Background on the Gospel Reading
On the third Sunday of Easter, we continue to hear Gospel accounts of Jesus’ appearances to his disciples following his Resurrection. Today’s reading, taken from the Gospel of Luke, follows immediately after the report of Jesus' appearance to his disciples on the road to Emmaus. This is the event being recounted by the disciples in the opening verse of today’s Gospel.
Consistently in the reports of Jesus’ post-Resurrection appearances, Jesus greets his disciples with the words, “Peace be with you.” This is a most appropriate greeting. The disciples have witnessed the death of someone they loved, and they now fear for their own lives as well. Peace is what they need more than anything else. Jesus often connects this greeting of peace with another gift—forgiveness. In today’s Gospel, this connection is made in the final verses.
Even as they hear Jesus’ greeting of peace, the disciples are startled and terrified. They are uncertain about what to make of the figure before them and, quite understandably, they mistake Jesus for a ghost. Yet the figure before them is not a ghost; Jesus invites them to experience his resurrected body with their senses, to look and to touch. The figure before them is flesh and bone, still bearing the marks of crucifixion. Although the disciples cannot forget his suffering and death, peace begins to take root in their hearts, as their fears turn to joy and amazement.
As further proof of his identity and of his resurrected body, Jesus eats with his disciples. The disciples have known Jesus best through the meals that he has shared with them. Descriptions of these meals are a defining element of Luke’s Gospel. By eating with his disciples after his Resurrection, Jesus recalls all these meals, and most importantly, he recalls the Last Supper.

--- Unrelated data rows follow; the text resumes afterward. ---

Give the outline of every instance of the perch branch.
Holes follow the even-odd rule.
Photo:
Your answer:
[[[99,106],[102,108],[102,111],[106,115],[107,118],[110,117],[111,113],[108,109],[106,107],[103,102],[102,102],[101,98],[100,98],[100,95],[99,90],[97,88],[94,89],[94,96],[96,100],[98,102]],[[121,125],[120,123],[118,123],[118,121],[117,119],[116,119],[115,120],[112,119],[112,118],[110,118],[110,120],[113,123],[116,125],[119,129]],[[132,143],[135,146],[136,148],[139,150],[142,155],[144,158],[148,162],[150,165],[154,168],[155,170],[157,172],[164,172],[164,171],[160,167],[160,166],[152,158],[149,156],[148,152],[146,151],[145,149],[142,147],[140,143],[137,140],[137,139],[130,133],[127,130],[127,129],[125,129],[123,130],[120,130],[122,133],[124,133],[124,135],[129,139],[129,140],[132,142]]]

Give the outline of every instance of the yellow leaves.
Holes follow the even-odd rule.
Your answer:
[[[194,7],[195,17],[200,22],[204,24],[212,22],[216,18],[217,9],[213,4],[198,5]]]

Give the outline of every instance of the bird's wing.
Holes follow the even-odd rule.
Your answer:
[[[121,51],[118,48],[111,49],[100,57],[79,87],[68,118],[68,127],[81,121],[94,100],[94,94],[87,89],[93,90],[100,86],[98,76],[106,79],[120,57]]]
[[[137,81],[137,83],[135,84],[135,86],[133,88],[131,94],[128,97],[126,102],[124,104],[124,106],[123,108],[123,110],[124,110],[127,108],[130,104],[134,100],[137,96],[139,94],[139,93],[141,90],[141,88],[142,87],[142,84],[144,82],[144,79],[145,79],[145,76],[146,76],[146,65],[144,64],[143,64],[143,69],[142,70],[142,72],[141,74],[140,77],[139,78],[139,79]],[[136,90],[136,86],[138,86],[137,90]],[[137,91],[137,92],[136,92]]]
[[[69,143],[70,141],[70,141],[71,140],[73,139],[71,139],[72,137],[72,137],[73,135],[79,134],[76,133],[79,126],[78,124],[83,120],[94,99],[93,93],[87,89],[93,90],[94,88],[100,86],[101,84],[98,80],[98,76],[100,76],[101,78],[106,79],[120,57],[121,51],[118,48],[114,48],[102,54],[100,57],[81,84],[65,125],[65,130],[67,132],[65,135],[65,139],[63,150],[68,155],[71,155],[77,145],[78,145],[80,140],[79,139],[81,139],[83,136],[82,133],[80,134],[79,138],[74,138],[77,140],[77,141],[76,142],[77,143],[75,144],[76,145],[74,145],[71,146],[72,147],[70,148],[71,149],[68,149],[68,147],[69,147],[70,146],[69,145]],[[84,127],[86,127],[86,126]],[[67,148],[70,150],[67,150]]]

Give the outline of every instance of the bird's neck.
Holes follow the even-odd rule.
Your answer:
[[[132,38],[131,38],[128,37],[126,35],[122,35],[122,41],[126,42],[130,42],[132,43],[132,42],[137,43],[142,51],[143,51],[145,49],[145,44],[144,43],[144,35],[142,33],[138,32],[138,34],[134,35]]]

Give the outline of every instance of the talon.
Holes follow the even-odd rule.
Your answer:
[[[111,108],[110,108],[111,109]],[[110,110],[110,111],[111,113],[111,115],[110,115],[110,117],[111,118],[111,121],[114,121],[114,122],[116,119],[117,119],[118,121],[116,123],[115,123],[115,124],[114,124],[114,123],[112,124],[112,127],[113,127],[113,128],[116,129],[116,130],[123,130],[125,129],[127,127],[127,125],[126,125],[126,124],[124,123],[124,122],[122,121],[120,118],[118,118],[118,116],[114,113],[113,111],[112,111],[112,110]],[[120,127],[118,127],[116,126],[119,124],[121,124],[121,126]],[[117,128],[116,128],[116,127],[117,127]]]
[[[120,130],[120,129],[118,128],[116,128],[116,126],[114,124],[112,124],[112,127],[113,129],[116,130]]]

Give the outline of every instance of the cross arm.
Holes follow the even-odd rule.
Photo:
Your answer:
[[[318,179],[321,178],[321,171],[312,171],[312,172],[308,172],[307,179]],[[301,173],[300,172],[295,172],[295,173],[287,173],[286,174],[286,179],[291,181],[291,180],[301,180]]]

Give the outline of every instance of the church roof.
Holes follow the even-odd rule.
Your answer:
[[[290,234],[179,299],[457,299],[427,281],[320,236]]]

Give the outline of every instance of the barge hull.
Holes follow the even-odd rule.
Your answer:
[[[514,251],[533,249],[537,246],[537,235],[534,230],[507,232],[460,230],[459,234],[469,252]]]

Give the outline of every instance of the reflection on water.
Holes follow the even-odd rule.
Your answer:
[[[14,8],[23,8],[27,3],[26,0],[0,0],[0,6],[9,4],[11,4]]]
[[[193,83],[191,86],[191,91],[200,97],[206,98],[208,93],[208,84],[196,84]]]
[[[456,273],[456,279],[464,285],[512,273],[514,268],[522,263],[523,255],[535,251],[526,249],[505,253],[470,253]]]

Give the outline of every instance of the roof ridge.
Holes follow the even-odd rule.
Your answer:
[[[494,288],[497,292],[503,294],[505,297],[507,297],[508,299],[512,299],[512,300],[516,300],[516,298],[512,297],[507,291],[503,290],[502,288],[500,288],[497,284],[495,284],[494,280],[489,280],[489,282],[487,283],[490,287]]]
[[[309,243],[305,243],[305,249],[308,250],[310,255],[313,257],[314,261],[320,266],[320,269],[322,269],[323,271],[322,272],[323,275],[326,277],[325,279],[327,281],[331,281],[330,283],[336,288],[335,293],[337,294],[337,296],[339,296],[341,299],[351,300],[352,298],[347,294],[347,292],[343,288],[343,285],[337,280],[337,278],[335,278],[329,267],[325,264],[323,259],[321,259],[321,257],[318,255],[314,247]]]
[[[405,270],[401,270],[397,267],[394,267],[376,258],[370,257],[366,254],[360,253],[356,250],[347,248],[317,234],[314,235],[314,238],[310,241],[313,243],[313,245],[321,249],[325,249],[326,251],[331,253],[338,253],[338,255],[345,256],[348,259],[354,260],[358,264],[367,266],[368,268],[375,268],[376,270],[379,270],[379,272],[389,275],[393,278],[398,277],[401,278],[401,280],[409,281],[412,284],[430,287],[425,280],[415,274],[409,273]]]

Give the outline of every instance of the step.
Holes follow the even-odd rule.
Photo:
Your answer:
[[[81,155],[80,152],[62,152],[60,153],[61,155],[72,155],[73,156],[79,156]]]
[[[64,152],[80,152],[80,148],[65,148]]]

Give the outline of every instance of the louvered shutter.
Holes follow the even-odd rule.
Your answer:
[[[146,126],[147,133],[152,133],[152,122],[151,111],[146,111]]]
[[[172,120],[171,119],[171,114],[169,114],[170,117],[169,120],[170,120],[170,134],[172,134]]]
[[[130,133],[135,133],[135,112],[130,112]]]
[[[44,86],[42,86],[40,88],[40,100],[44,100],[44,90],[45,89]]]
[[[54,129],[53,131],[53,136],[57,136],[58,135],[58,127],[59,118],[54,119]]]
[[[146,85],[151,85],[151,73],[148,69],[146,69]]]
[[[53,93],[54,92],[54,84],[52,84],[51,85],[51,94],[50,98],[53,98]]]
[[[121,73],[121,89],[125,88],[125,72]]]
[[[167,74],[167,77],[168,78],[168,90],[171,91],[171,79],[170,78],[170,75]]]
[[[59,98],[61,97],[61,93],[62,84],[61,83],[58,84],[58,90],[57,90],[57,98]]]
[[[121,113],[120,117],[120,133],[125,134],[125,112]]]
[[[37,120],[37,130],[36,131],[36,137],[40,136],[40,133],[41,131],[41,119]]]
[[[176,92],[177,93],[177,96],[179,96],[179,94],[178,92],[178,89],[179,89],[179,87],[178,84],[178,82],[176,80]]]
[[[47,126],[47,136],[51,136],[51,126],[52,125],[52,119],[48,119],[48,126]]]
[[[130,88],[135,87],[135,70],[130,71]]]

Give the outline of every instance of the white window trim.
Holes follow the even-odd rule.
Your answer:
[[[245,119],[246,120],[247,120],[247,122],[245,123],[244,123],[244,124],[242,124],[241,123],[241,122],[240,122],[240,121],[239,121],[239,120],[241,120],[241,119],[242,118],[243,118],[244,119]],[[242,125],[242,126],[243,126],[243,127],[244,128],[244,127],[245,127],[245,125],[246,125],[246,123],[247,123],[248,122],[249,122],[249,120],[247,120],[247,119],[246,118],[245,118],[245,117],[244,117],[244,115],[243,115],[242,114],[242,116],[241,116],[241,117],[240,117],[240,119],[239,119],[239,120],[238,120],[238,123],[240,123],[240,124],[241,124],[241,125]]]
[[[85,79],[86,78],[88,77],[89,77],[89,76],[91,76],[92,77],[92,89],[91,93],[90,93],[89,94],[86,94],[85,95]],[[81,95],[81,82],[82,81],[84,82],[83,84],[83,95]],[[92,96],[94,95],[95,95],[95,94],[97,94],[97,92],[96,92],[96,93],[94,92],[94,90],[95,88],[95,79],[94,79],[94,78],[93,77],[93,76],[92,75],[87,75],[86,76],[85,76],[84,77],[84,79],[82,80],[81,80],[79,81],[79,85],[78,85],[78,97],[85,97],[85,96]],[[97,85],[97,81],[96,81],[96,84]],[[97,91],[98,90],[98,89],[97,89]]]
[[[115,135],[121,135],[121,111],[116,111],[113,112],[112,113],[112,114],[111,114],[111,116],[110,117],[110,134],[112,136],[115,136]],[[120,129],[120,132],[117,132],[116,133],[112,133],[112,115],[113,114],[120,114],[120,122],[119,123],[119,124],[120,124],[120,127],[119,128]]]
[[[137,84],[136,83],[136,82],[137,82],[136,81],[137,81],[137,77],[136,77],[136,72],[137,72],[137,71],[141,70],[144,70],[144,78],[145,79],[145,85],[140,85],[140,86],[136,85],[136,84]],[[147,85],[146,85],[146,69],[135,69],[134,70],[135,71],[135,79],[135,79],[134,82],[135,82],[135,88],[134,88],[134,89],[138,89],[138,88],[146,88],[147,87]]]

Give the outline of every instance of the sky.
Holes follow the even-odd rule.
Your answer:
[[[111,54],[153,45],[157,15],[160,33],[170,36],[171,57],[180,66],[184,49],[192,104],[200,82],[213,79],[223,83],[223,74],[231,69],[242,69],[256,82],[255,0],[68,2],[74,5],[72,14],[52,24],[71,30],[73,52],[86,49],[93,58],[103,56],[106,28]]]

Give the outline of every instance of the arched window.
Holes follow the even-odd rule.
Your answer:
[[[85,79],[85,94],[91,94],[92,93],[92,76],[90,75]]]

Luke’s report of the Last Supper and the meals that Jesus shared after his Resurrection unveil for us the significance of the Eucharist. Having shared a meal with his disciples, Jesus now uncovers for them the significance of what was written about him in the Scriptures. So, too, our celebration of the Mass is an encounter with Jesus, through the Word and the Sacrament of the Eucharist. As Jesus commissions his disciples to be witnesses to what Scriptures foretold, our celebration of the Eucharist commissions us. Like the disciples, we are sent to announce the good news of Jesus’ forgiveness of sins.